[geeks] Three heads

joshua d boyd geeks at sunhelp.org
Wed Aug 8 14:33:58 CDT 2001


On Wed, Aug 08, 2001 at 12:21:07PM -0700, koyote at koyote.cx wrote:
> >Of course, in recent years, in many areas the US seems to be heading more
> >towards European ways of doing things.  I'd say hopefully Bush will
> >reverse some of that, but I don't remeber whether this is rescue or geeks
> >that I'm replying to, so I think I will refrain.

Oh, we are in geeks.  So there was no need to refrain.

> Unfortunately, not to open the can of worms, our direction in the US 
> doesn't seem to be even half as benevolent as the small Scandinavian
> social democracies. 

Almost anytime the word social is used I get scared (unless it proceeded
by the words ice cream).  I believe that people are currupt enough that
those who have the ability to gain power are most often the least
qualified for the job.  Further, I think that people tend to think in the
short term rather than the long term.

These combine to make me think that the government should have as little
power as possible, and also that the amount of power someone should have
over me should be directly proportional to how much my voted counted in
the elecetion (so local elections where my vote is 1 in 10000 get more
power than national ones where my vote is 1 in 200000000).
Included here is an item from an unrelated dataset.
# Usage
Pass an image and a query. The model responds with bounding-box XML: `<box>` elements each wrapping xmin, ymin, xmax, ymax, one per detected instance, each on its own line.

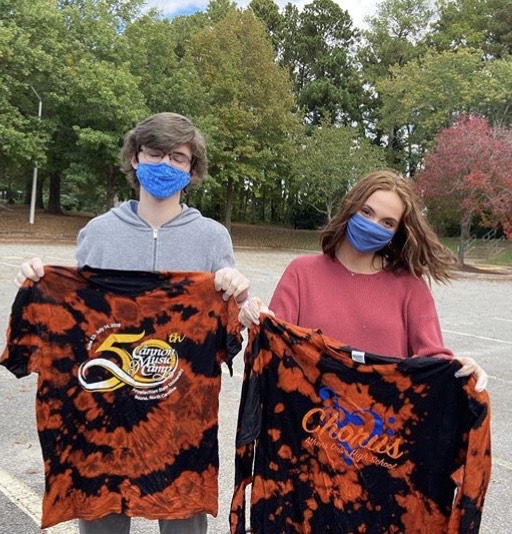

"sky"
<box><xmin>146</xmin><ymin>0</ymin><xmax>379</xmax><ymax>28</ymax></box>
This was how the country was originally intended to be run.  Just look at
the fact that the prohibition had to be an amendment, and you will see
this.

Now, this is the way I want a country to be run. Obviously, many people
would rather give as much control and power as they can to the guy who
promises them the most money, food, benifits, etc.  This is what leads to
nationalization.
 
> And I don't think it will get better anytime soon. That's the bad part.
 
Or good part, depending on view.  The one thing I'm not sure what to do
about are large corporations.  But, I still think that they would be
easier to handle than a corrupt government.  The problem is what happens
when the two go together (as somewhat happens here, but I don't think
irreversibly so).

> -Christof
> (not trolling, genuinely upset with the country he went and got 
> disabled for)

What got you disabled?  Vietnam?  Other peace keeping mission?  Or are you
older than I'm guessing, or am I just way off? Just curious.